CLASSES POUR LES ELEVES MILITAIRES ; 10 NOVEMBRE 1879


De 1856 à 1870, le Conservatoire a été chargé de donner l’instruction musicale à 50 élèves militaires, moyennant un abonnement annuel de 20,000 francs consenti par le Ministère de la guerre. Mais ce système offrait les plus graves inconvénients, tout autant au pont de vue de la discipline militaire, qu’au point de vue des divers services et de la tenue de notre École.


De plus, la présence dans nos écoles civiles et l’admission au concours d’élèves militaires n’ayant qu’un temps très court à passer au Conservatoire (deux années au plus) avait amener un affaiblissement sensible dans le niveau des études pour les instruments à vent.
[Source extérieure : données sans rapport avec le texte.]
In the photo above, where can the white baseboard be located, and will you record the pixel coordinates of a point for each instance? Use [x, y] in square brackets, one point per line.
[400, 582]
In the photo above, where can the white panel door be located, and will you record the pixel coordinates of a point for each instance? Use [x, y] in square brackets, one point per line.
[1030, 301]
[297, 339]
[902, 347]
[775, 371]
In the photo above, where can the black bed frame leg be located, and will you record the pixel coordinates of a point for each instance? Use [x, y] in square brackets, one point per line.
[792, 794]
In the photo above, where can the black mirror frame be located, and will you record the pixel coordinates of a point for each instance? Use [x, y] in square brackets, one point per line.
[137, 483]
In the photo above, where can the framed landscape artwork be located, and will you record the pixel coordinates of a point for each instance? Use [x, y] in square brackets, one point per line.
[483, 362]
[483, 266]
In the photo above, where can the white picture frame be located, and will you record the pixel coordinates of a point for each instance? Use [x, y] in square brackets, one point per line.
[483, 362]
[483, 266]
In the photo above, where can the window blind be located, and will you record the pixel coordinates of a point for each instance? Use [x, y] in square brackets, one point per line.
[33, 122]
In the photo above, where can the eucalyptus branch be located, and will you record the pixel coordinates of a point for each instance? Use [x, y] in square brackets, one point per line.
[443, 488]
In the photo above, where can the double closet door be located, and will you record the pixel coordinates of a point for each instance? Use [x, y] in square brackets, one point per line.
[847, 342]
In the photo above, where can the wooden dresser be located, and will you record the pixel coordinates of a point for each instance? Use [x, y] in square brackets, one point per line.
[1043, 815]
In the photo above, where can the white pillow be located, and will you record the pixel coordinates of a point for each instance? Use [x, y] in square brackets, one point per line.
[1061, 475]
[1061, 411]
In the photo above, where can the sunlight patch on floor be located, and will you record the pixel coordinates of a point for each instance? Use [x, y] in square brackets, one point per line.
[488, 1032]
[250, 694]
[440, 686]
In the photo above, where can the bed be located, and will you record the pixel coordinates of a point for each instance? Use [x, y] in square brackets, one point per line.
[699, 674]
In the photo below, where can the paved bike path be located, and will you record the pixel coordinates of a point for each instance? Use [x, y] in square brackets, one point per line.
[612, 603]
Cet état de choses n’aurait donc pas pu se prolonger (alors même que les évènements ne seraient pas venus interrompre forcément) et, aujourd’hui, on ne saurait songer à le rétablir.


A ces considérations d’une importance majeure pour notre École, je dois ajouter qu’il nous serait impossible matériellement impossible actuellement de reprendre des élèves militaires. Depuis dix ans, le nombre de nos classes a été considérablement augmenté et l’enseignement s’est développé dans de telles conditions que les locaux sont devenus insuffisants et qu’un agrandissement et une reconstruction complète de l’École ont été reconnus indispensables.